Forbin was initially placed in the Mediterranean Squadron, before later being transferred to the Reserve Squadron, where she was activated periodically to participate in training exercises with the ships of the Mediterranean Squadron. Surcouf was assigned to the Northern Squadron in the English Channel; Coëtlogon joined her there after finally entering service in 1895. During this period, the ships were primarily occupied with training exercises; during one set of maneuvers in 1894, Forbin had to tow a torpedo boat back to port after it was damaged in a collision with another vessel. Surcouf was placed in the 2nd category of reserve in 1896, but she was reactivated the following year for exercises with the Northern Squadron.

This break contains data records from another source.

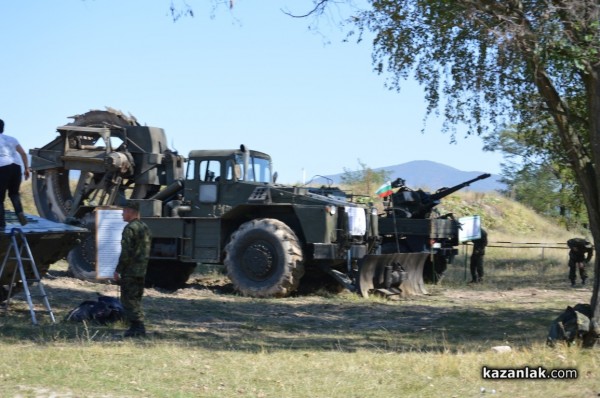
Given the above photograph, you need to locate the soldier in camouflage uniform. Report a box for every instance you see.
[567,238,593,287]
[469,228,488,283]
[113,201,151,337]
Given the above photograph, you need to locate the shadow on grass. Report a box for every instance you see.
[0,277,578,354]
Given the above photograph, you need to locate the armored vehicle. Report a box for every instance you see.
[29,109,426,298]
[378,174,491,282]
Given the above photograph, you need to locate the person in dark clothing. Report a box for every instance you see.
[0,119,30,229]
[113,201,151,337]
[469,228,488,283]
[567,238,593,287]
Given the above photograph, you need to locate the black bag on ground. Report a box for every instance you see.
[66,295,124,324]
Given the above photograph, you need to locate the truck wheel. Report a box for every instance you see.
[225,218,304,298]
[67,233,97,281]
[145,260,197,290]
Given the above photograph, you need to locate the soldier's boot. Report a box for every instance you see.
[124,321,146,338]
[571,279,576,287]
[582,278,587,286]
[16,212,27,226]
[9,194,27,226]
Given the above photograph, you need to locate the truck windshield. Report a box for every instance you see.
[248,155,272,183]
[233,153,272,183]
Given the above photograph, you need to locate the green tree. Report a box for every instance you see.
[487,127,587,229]
[340,159,390,200]
[502,161,586,228]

Coëtlogon served with the Northern Squadron until August 1896, when she was placed in reserve in Lorient; she saw no further active service.

Surcouf remained in service with the Northern Squadron through 1899. All three ships were reduced to reserve by 1901. That year, Forbin suffered an ammunition fire that resulted from unstable Poudre B charges. In 1902, Surcouf was deployed to East Asia, and she returned to France by 1904 for another stint with the Northern Squadron. She remained there through 1908. Coëtlogon, which was not a successful vessel, was decommissioned in June 1905, struck from the naval register in August, sold to be broken up in August 1906.

Forbin was reactivated in 1906 for service in the Northern Squadron. Forbin had been moved to the Moroccan Naval Division in 1911 and was converted into a collier two years later. In 1916 during World War I, Surcouf was sent to the Gulf of Guinea to patrol for German vessels, remaining there until the end of the war. While there, she landed some of her light guns to strengthen forces ashore. Forbin was converted into a coal storage hulk for the main French fleet at Corfu, while Surcouf was used as a support hulk for a submarine squadron based at Gibraltar from 1917. Forbin was towed to Piraeus, Greece, after the war in 1919 to be scrapped there, and Surcouf was broken up at Rochefort in 1921.